Recent changes to Russian corporate law introduce shareholder agreements in which participants can, among other things, determine voting obligations at general shareholder meetings, coordinate voting options with other shareholders, determine the price at which shares can be sold, and coordinate other actions related to the JSC's management, activities, reorganisation and liquidation. The governing bodies of a JSC are the general shareholders meeting, the board of directors and the executive body (can be an individual or a group of people). The executive body manages the JSC's day-to-day affairs and reports to the board of directors and the general shareholders meeting.

The shareholders meeting, upon a proposal from the board of directors or at its own discretion, can delegate the powers of the executive body to a managing company or to a manager.

Limited Liability Company

The provisions in LLC law are similar to those in JSC law. An LLC's participants are not liable for the LLC's obligations, and any losses the participants may experience are limited to the size of their respective participation units. LLC charters are likely to restrict the participants in an LLC from transferring their participation units to third parties. In this scenario, a participant has the right to withdraw from an LLC at any time and require that the LLC (or the remaining participants) give the withdrawing participant a portion of the LLC's net assets commensurate with the proportion of participation units the participant owns.

Thus LLC charters can limit the transfer of participation units or require that approval from the other participants, or from the LLC itself, is gained before transferring the units. Economic partnership This legal form is designed for companies involved in innovative activities (including those providing venture capital). A partnership can be created by two or more persons (both individuals and legal entities can participate in a partnership). The maximum number of participants in an economic partnership is 50. If the number of participants in an economic partnership exceeds 50, it must be reorganised into a JSC within a year.

The constitutive document of an economic partnership is the Articles of Association. These have to be signed by all the participants. In addition, when establishing an economic partnership, its participants should conclude a special partnership management agreement to govern the rights and obligations of the participants, management of the partnership, its activities, etc. This agreement must be certified and kept by a notary. The share capital of the economic partnership is divided into shares, with contributions to the share capital being made in the form of money, securities, property rights or other rights with a monetary value.

The partners have the right to participate in managing the partnership and also to allocate profits and expenses.

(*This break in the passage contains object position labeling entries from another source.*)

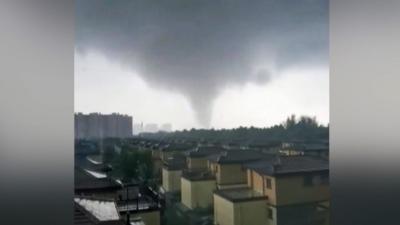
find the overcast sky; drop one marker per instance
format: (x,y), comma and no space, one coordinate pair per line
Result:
(207,63)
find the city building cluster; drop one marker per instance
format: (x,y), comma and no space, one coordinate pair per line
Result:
(199,182)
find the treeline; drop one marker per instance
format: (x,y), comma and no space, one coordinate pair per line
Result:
(302,128)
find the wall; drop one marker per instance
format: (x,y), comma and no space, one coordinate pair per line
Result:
(197,163)
(171,180)
(223,211)
(285,194)
(281,192)
(251,212)
(230,174)
(150,217)
(197,193)
(240,213)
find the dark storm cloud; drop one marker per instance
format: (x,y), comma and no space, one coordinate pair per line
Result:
(198,47)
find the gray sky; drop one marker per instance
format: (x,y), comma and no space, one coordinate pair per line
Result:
(203,63)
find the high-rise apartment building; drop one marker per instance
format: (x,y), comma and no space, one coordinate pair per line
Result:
(96,125)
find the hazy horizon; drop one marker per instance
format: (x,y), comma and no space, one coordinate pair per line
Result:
(203,64)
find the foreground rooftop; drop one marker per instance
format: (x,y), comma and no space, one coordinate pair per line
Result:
(240,194)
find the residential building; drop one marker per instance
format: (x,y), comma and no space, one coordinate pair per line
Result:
(228,167)
(197,189)
(172,172)
(96,125)
(281,191)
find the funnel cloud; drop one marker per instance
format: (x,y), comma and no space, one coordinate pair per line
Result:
(198,48)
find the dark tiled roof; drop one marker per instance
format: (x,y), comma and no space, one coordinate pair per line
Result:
(176,147)
(240,194)
(85,181)
(289,165)
(176,162)
(205,151)
(197,175)
(238,156)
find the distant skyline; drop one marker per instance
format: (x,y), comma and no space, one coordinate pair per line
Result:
(206,64)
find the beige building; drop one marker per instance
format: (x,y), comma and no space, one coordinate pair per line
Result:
(197,189)
(171,173)
(241,206)
(228,167)
(296,191)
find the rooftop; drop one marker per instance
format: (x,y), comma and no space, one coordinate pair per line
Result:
(91,180)
(175,162)
(289,165)
(102,210)
(177,147)
(205,151)
(238,156)
(240,194)
(197,175)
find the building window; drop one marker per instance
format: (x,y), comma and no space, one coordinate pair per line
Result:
(269,183)
(270,214)
(325,178)
(308,180)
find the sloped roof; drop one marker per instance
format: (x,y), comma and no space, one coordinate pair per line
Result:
(237,156)
(204,151)
(100,209)
(289,165)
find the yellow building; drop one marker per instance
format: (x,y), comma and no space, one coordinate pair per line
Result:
(228,167)
(171,173)
(197,158)
(167,151)
(296,190)
(240,206)
(197,189)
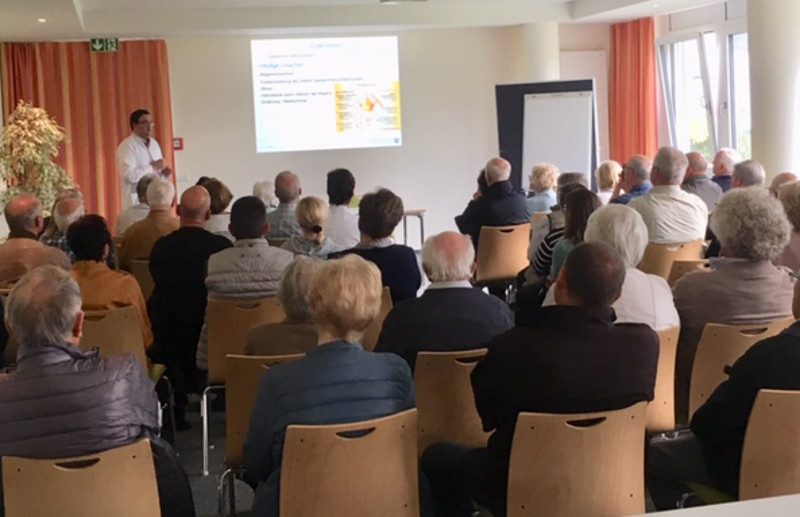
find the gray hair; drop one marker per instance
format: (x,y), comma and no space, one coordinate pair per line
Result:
(751,223)
(296,284)
(444,266)
(42,308)
(160,194)
(750,173)
(671,165)
(622,228)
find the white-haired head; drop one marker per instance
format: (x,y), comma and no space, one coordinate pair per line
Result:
(622,228)
(448,257)
(750,224)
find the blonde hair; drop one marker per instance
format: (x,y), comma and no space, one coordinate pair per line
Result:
(346,297)
(543,176)
(607,174)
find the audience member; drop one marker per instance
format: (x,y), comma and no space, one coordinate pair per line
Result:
(139,211)
(378,215)
(607,176)
(743,286)
(724,161)
(250,269)
(22,251)
(451,314)
(297,332)
(635,180)
(789,196)
(711,454)
(61,402)
(342,225)
(312,216)
(671,215)
(177,306)
(500,205)
(283,222)
(138,240)
(542,187)
(335,382)
(570,359)
(696,181)
(102,288)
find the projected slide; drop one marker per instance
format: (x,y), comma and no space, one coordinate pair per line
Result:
(333,93)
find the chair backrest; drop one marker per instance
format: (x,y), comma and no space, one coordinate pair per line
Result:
(445,401)
(720,346)
(228,322)
(661,410)
(681,268)
(502,252)
(244,372)
(342,470)
(119,482)
(582,464)
(372,333)
(658,258)
(114,331)
(140,269)
(771,452)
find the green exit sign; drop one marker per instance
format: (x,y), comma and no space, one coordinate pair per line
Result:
(104,44)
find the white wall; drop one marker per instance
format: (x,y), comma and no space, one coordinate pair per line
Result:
(448,109)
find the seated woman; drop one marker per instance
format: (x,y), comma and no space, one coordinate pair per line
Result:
(312,214)
(378,215)
(103,288)
(297,333)
(335,382)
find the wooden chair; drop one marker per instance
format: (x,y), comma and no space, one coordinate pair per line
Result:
(140,269)
(240,393)
(502,252)
(119,482)
(720,346)
(582,464)
(114,331)
(445,401)
(680,268)
(658,258)
(661,411)
(364,468)
(372,333)
(228,322)
(771,452)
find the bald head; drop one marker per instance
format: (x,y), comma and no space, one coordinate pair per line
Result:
(195,207)
(497,170)
(287,187)
(24,214)
(448,257)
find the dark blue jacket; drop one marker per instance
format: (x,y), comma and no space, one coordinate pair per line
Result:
(334,383)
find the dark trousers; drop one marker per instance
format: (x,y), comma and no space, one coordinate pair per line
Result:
(459,475)
(672,462)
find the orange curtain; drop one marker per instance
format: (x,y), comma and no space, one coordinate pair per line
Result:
(91,96)
(633,117)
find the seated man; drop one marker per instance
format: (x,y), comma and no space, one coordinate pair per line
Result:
(451,314)
(22,251)
(62,402)
(500,205)
(570,358)
(103,288)
(138,240)
(711,455)
(177,306)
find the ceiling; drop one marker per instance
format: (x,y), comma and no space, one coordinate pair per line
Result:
(81,19)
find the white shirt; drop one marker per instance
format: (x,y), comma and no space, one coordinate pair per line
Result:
(342,227)
(134,159)
(672,215)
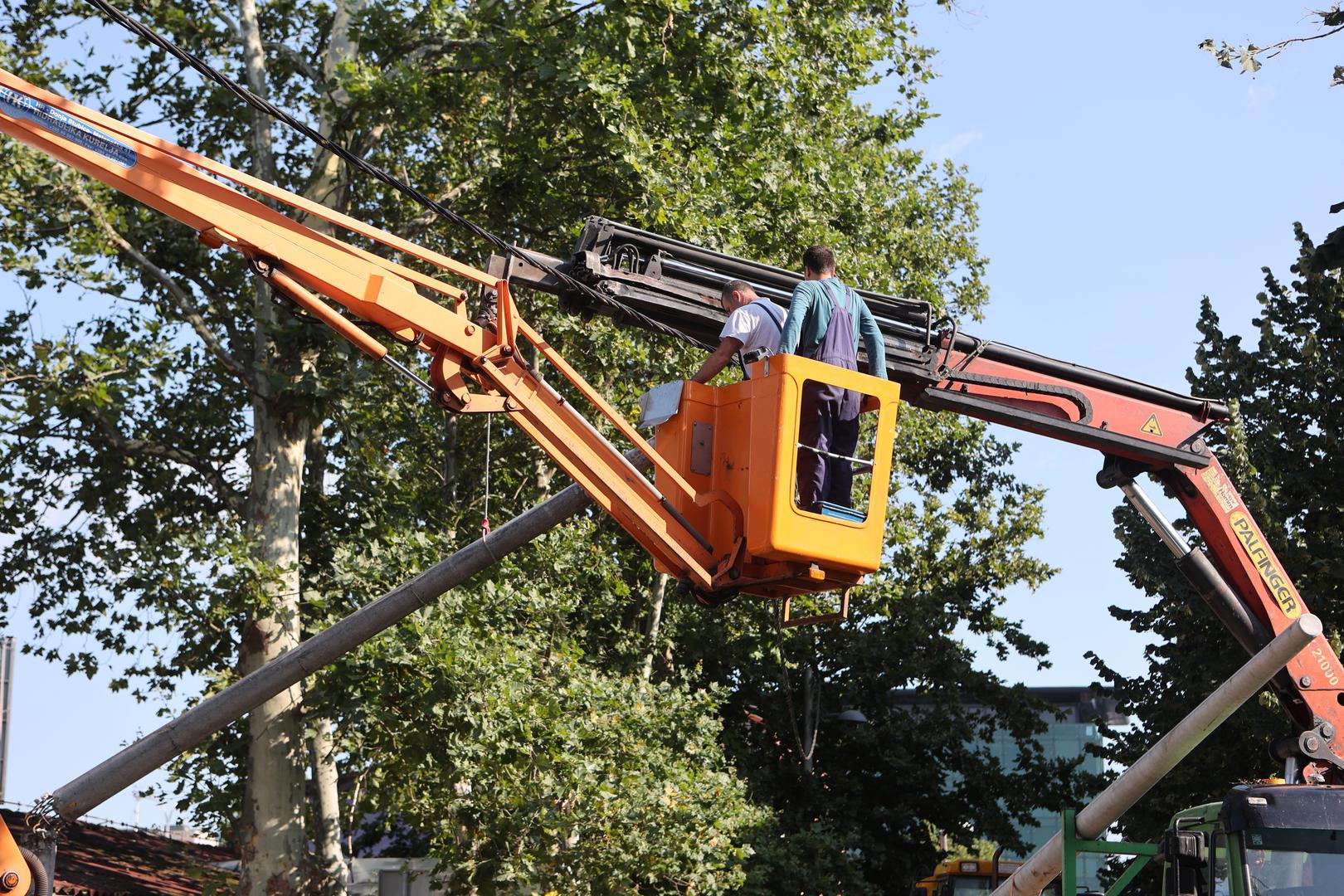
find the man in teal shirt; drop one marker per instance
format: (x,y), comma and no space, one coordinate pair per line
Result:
(825,321)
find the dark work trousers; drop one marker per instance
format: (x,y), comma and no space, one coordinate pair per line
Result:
(830,416)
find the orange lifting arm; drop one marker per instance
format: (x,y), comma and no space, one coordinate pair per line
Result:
(472,370)
(718,533)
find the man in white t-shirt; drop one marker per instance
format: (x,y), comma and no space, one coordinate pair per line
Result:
(753,324)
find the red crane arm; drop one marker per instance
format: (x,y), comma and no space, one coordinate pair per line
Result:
(1239,575)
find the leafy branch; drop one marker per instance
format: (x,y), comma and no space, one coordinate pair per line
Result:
(180,297)
(1248,56)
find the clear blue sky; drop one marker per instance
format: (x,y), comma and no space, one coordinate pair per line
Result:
(1124,173)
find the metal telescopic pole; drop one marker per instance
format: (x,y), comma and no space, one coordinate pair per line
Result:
(1045,864)
(212,715)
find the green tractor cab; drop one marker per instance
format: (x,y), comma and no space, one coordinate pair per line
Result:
(1262,840)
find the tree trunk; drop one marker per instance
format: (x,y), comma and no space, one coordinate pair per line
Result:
(273,841)
(660,589)
(331,874)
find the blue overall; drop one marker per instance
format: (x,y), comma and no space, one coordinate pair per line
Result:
(830,416)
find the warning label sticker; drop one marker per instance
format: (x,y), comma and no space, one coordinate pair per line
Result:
(1222,489)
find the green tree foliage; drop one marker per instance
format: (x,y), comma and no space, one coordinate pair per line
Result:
(511,730)
(1278,449)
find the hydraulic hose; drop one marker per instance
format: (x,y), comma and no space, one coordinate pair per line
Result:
(41,883)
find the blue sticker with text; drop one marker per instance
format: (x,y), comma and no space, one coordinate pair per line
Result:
(15,105)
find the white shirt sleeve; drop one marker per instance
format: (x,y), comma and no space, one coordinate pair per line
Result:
(741,324)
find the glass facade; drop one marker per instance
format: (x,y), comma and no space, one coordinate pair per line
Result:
(1064,739)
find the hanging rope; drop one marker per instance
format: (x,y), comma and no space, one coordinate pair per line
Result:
(485,516)
(210,73)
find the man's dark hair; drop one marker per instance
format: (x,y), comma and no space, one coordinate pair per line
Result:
(737,286)
(819,260)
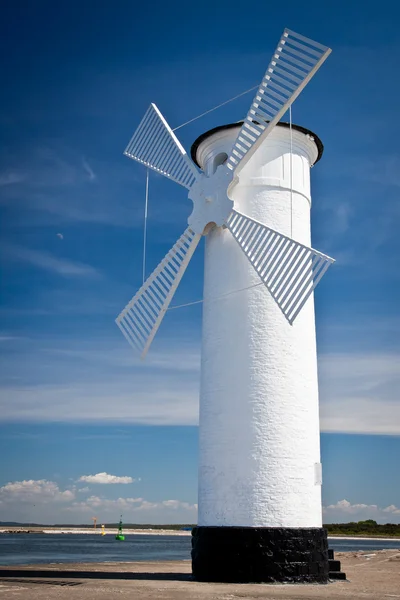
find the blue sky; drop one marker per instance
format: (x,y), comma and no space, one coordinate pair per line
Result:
(74,401)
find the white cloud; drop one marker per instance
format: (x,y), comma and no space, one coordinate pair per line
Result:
(106,478)
(42,501)
(33,492)
(359,393)
(138,509)
(105,381)
(48,262)
(344,511)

The allocation of profits and expenses can be disproportionate to the number of shares owned.

All shareholders, by unanimous decision, elect the governing bodies of the economic partnership. The partnership must maintain a register of participants and indicate the size of their stakes in the partnership capital, as well as list the equity stakes belonging to the partnership itself.

If the economic partnership is technically insolvent and the intellectual property it owns is seized and sold, the participants in the partnership are liable for the partnership's obligations. These can be met either by one participant acting independently, a group of participants, or all of them together. The law that gives effect to economic partnerships came into legal force on 1 July 2012. Since then, only a few economic partnerships have been established (registered) in Russia.

Therefore, some of the practical aspects of conducting commercial activities and managing economic partnerships remain unclear. It is thus advisable to establish a Russian subsidiary in one of the more common legal forms - as either an LLC or JSC.